This Means War is a formulaic, predictable action-rom-com that’ll win no points for originality, but it’s all so light and frothy and inoffensive that, chances are, you won’t get too bored.
The film stars Chris Pine and Tom Hardy as deadly CIA agents and best friends, who look and dress like male models, and live in fancy apartments straight out of the pages of Architectural Digest. Reese Witherspoon, meanwhile, is charming and beautiful, and yet we’re meant to be believe that she’s desperate and lonely. When both spies fall for her, what follows is a goofy love-triangle in which both men try to sabotage each other’s dates using all the high-tech gadgetry at their disposal.

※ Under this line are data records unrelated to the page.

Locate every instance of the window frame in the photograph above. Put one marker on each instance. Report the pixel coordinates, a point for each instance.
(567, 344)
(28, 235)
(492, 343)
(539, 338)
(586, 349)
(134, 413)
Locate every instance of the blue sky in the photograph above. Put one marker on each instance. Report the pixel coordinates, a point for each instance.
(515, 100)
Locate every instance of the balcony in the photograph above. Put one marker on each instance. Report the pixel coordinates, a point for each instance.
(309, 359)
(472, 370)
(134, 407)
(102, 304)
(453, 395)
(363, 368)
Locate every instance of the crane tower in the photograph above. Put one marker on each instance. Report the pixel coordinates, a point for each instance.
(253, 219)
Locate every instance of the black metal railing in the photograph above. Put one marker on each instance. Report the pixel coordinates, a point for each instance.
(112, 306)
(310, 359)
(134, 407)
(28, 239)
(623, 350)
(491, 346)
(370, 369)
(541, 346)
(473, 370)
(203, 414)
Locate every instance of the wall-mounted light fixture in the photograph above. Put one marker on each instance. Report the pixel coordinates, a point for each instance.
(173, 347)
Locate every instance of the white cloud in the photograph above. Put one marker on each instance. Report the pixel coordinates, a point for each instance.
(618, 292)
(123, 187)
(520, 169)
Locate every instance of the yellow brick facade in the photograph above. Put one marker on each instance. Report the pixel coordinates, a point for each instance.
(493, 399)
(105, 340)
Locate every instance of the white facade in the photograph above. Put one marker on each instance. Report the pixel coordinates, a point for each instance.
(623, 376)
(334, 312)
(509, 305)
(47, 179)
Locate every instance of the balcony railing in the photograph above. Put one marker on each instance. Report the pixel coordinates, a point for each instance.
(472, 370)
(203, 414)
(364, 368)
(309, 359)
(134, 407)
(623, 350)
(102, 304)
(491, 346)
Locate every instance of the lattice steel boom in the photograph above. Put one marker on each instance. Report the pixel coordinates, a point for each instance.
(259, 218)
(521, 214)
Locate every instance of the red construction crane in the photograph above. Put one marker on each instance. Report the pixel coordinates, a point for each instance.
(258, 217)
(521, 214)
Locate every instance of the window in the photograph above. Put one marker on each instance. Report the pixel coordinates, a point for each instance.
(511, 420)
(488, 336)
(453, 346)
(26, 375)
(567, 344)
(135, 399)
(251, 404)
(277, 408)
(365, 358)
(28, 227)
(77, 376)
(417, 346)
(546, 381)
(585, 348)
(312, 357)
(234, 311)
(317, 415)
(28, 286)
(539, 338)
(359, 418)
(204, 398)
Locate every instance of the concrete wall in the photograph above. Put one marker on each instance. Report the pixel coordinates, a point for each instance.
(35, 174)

Like the popcorn you’re probably munching on, This Means War has no nutritional value, but it’s a painless enough way to spend a hundred-odd minutes on a day that you’re not exactly craving stimulating entertainment. The amusing bits here are the sabotage sequences, and the dirty jokes cracked by Chelsea Handler who appears as Witherspoon’s best friend. But what works above everything else is the chemistry between the two men, who genuinely appear to be enjoying themselves.
There’s a silly subplot about a Russian gangster out for revenge, but that really just serves as an excuse for some car chases and explosions in the action-packed climax. Although the resolution of the “who-will-she-pick?” dilemma feels contrived and underwhelming, it all wraps up so fast, you barely have a chance to complain.
I’m going with two-and-a-half out of five for This Means War. It’s standard stuff…watchable only thanks to its charming cast.